Annah? The voice in her mind calling her name was faint at first, and then it came again, louder. Annah? Beloved, I don’t know where I am. Can you hear me? I don’t know where this is. I don’t even know my own name anymore. I just know you-and I know
Holder’s voice? Annah thought. In this darkness? But how? It must be a dream. Wherever he was—if he was—surely he could have reached her before now.
“Annah.” Her name, called again, but this time, not in Vision, and this was not Holder’s voice. Opening her eyes, she found herself peering into the golden gaze of a seed-maiden who looked around fourteen cycles old.
“Annah. I am sorry to awaken you, but they are waiting for you at the circle. This is my first morning there. I asked if I could be the one to come get you, because I wanted to meet you alone at first. To apologize for my brother; for both of my brothers. My name is Chelries, and I hope we will be friends.”
Annah rubbed her eyes and looked back at Chelries, still feeling as though she were caught in the dream,
or vision, and still unable to decide precisely which it had been. Chelries’ eyes, Annah noted, were the same color Jonan’s had been; the same that Charan’s were. But the girl’s face had none of the coldness of theirs, and she, at least, does not call me ‘freak.’“How did you find me here?”
“I am strong in Vision,” Chelries said. “It runs in our family.” Annah thought of Jonan, although she did not want to. “I am sorry, Chelries. I would never choose for someone to be without a brother.”
Chelries reached toward Annah, making her draw back, afraid for a moment that the other seed-maiden might strike her. To Annah’s surprise, Chelries gently stroked her face. “You act as though I did not know Jonan,” Chelries said.
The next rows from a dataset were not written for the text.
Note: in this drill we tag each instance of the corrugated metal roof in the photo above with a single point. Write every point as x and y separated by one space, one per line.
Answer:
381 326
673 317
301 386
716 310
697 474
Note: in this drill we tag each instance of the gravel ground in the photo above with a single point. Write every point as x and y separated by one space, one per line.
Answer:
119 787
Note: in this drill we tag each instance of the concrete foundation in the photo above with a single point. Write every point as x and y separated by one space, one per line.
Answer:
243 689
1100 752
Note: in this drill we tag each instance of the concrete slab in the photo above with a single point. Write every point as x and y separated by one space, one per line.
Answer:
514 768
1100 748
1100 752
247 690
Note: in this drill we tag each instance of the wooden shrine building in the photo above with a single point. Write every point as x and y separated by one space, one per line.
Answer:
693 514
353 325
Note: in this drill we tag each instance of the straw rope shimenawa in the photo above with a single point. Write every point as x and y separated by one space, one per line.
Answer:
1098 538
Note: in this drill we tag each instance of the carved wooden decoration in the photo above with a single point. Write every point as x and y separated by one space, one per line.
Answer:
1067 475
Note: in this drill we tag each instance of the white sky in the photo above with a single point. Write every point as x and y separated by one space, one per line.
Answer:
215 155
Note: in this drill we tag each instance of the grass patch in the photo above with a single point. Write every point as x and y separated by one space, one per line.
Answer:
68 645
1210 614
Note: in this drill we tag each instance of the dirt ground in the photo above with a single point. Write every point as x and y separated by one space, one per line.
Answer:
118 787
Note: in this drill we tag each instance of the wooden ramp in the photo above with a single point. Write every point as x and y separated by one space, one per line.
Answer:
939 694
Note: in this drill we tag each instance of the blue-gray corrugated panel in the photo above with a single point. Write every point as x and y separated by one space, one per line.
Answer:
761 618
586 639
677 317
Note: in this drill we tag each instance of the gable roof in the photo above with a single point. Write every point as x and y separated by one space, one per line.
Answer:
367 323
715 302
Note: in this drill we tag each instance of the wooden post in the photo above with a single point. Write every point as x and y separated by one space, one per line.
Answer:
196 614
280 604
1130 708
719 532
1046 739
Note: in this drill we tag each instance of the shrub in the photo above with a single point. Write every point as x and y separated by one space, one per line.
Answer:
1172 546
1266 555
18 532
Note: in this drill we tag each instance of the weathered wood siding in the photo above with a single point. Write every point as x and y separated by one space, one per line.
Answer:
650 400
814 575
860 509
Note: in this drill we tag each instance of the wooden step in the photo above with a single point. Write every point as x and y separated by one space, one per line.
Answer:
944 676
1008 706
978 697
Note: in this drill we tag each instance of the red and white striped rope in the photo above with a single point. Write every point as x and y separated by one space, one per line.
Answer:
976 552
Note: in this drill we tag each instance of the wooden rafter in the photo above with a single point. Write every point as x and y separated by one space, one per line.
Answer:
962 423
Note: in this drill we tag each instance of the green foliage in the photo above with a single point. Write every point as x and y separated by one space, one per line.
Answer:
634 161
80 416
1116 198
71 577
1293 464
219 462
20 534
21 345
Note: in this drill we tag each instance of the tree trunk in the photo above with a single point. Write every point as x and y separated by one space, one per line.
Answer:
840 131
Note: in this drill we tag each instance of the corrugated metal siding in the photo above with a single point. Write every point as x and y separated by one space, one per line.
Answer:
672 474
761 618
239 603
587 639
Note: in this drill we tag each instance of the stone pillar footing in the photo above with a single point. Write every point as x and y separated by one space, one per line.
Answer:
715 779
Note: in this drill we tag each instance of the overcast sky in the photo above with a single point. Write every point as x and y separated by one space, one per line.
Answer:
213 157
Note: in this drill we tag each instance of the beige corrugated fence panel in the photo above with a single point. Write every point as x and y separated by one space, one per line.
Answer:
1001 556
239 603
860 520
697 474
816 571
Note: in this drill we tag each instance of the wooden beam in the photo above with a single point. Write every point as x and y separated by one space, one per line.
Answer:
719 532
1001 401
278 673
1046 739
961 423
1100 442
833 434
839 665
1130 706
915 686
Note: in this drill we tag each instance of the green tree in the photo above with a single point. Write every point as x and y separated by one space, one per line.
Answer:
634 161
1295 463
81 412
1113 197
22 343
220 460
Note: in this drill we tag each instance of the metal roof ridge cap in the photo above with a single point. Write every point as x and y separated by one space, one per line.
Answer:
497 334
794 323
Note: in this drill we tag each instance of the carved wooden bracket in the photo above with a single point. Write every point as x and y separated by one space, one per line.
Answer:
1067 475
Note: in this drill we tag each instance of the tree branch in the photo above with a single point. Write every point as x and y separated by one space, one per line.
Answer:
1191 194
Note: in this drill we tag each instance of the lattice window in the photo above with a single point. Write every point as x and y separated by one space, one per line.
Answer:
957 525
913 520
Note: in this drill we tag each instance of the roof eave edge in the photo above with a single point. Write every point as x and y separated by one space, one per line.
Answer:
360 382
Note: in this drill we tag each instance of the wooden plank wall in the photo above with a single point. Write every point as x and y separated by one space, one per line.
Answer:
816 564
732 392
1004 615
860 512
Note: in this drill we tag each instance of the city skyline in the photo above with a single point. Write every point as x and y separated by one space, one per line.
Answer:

“Perhaps you did not.” “I promise you, Annah,” Chelries said, “I did. He was always a loving brother to me, but that was easy for him. I was younger; he could protect me. And I wanted him to— especially when I was very small. I looked up to him, and for a while, I saw no faults in him. And he saw none in me. I was perfect to him. His perfect little sister. I am sure you know Jonan wanted everything to be perfect.”
“But Jonan was not perfect,” Annah said, almost spitting the words. “No one knows that any better than me,” Chelries said. Annah looked into Chelries’ golden eyes. There was a sense of peace in them; a deep contentment, the kind Annah herself felt when she sang, or when she lost herself in the Shaper’s trance. But there was sadness too; a deep sadnessbecause Chelries did know.
“Jonan always wanted perfection,” Chelries said. “But my brother was, himself, so broken.” “But why?” Annah asked. “When we were bloomlings, he and I—-he never seemed so. And why did I never know you and Charan?”
Chelries looked ashamed. “We were afraid. After your parents went to rest, and after what happened to your guardian, our parents were afraid. And they made us feel the same way.”